Linux Clusters Overview

Author: Blaise Barney, Lawrence Livermore National Laboratory UCRL-WEB-150348

Table of Contents

  1. Abstract
  2. Background of Linux Clusters at LLNL
  3. Cluster Configurations and Scalable Units
  4. LC Linux Cluster Systems
  5. Intel Xeon Hardware Overview
  6. Infiniband Interconnect Overview
  7. Software and Development Environment
  8. Compilers
  9. Exercise 1
  10. MPI
  11. Running Jobs
    1. Overview
    2. Batch Versus Interactive
    3. Starting Jobs - srun
    4. Interacting With Jobs
    5. Optimizing CPU Usage
    6. Memory Considerations
    7. Vectorization and Hyper-threading
    8. Process and Thread Binding
  12. Debugging
  13. Tools
  14. Exercise 2
  15. References and More Information



Abstract


This tutorial is intended to be an introduction to using LC's Linux clusters. It begins by providing a brief historical background of Linux clusters at LC, noting their success and adoption as a production, high performance computing platform. The primary hardware components of LC's Linux clusters are then presented, including the various types of nodes, processors and switch interconnects. The detailed hardware configuration for each of LC's production Linux clusters completes the hardware related information.

After covering the hardware related topics, software topics are discussed, including the LC development environment, compilers, and how to run both batch and interactive parallel jobs. Important issues in each of these areas are noted. Available debuggers and performance related tools/topics are briefly discussed, however detailed usage is beyond the scope of this tutorial. A lab exercise using one of LC's Linux clusters follows the presentation.

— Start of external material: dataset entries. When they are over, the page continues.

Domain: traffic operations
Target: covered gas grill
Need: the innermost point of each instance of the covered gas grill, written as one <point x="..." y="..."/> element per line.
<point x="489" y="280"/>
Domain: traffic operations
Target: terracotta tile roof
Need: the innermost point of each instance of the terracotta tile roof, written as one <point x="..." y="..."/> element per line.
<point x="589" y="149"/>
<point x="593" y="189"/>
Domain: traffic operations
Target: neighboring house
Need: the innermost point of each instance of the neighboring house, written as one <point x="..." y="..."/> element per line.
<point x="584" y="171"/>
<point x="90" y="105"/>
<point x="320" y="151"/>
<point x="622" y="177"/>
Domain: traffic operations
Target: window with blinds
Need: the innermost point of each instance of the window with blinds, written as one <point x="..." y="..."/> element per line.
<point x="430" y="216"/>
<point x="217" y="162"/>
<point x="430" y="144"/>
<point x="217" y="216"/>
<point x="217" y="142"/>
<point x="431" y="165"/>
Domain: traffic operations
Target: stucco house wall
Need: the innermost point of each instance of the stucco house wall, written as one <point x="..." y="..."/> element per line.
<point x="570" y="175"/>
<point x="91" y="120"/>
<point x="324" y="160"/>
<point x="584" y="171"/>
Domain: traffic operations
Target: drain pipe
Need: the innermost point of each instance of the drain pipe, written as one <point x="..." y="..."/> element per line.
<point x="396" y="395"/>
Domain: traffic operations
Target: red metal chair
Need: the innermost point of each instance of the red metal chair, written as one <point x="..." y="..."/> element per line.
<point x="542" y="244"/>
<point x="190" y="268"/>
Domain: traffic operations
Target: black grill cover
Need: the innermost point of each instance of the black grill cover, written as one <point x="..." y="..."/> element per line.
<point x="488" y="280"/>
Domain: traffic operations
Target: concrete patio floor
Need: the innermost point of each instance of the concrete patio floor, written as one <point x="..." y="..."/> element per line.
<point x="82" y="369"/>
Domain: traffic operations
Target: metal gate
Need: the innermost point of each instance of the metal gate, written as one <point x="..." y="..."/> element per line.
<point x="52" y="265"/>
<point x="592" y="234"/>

Level/Prerequisites: This tutorial is intended for those who are new to developing parallel programs in LC's Linux cluster environment. A basic understanding of parallel programming in C or Fortran is required. The material covered by the following tutorials would also be helpful:
EC3501: Livermore Computing Resources and Environment
EC4045: Moab and SLURM



Background of Linux Clusters at LLNL


The Linux Project:

Alpha Linux Clusters:

PCR Clusters:

MCR Cluster...and More:

Which Led To Thunder...

  • In September, 2003 the RFP for LC's first IA-64 cluster was released. Proposal from California Digital Corporation, a small local company, was accepted.

  • 1024 node system comprised of 4-CPU Itanium 2 "Madison Tiger4" nodes

  • Thunder debuted as #2 on the Top500 Supercomputers list in June, 2004. Peak performance was 22.9 Tflops.

  • For more information about Thunder see:

The Peloton Systems:

  • In early 2006, LC launched its Opteron/Infiniband Linux cluster procurement with the release of the Peloton RFP.

  • Appro www.appro.com was awarded the contract in June, 2006.

  • Peloton clusters were built in 5.5 Tflop "scalable units" (SU) of ~144 nodes

  • All Peloton clusters used AMD dual-core Socket F Opterons:
    • 8 cpus per node
    • 2.4 GHz clock
    • Option to upgrade to 4-core Opteron "Deerhound" later (not taken)

  • The six Peloton systems represented a mix of resources: OCF, SCF, ASC, M&IC, Capability and Capacity:

    SystemNetworkNodesCoresTflops
    Atlas OCF 1,152 9,216 44.2
    Minos SCF 864 6,912 33.2
    Rhea SCF 576 4,608 22.1
    Zeus OCF 288 2,304 11.1
    Yana OCF 83 640 3.1
    Hopi SCF 76 608 2.9

  • The last Peloton clusters were retired in June 2012.
Atlas Peloton Cluster

And Then, TLCC and TLCC2:

  • In July, 2007 the Tri-laboratory Linux Capacity Cluster (TLCC) RFP was released.

  • The TLCC procurement represents the first time that the Department of Energy/National Nuclear Security Administration (DOE/NNSA) has awarded a single purchase contract that covers all three national defense laboratories: Los Alamos, Sandia, and Livermore. Read the announcement HERE.

  • The TLCC architecture is very similar to the Peloton architecture: Opteron multi-core processors with an Infiniband interconnect. The primary difference is that TLCC clusters are quad-core instead of dual-core.

  • TLCC clusters were/are:

    SystemNetworkNodesCoresTflops
    Juno SCF 1,152 18,432 162.2
    Hera OCF 864 13,824 127.2
    Eos SCF 288 4,608 40.6

  • In June, 2011 the TLCC2 procurement was announced, as a follow-on to the successful TLCC systems. Press releases:

  • The TLCC2 systems consist of multiple Intel Xeon E5-2670 (Sandy Bridge EP), QDR Infiniband based clusters:

    SystemNetworkNodesCoresTflops
    Zin SCF 2,916 46,656 961.1
    Cab OCF-CZ 1,296 20,736 426.0
    Rzmerl OCF-RZ 162 2,592 53.9
    Pinot SNSI 162 2,592 53.9

  • Additionally, LC procured other Linux clusters similar to TLCC2 systems for various purposes.

    And Now? What Next?

    • As of June 2015, Tri-lab procurements as follow-ons to the TLCC2 systems are in progress. They are now called Commodity Technology Systems (CTS)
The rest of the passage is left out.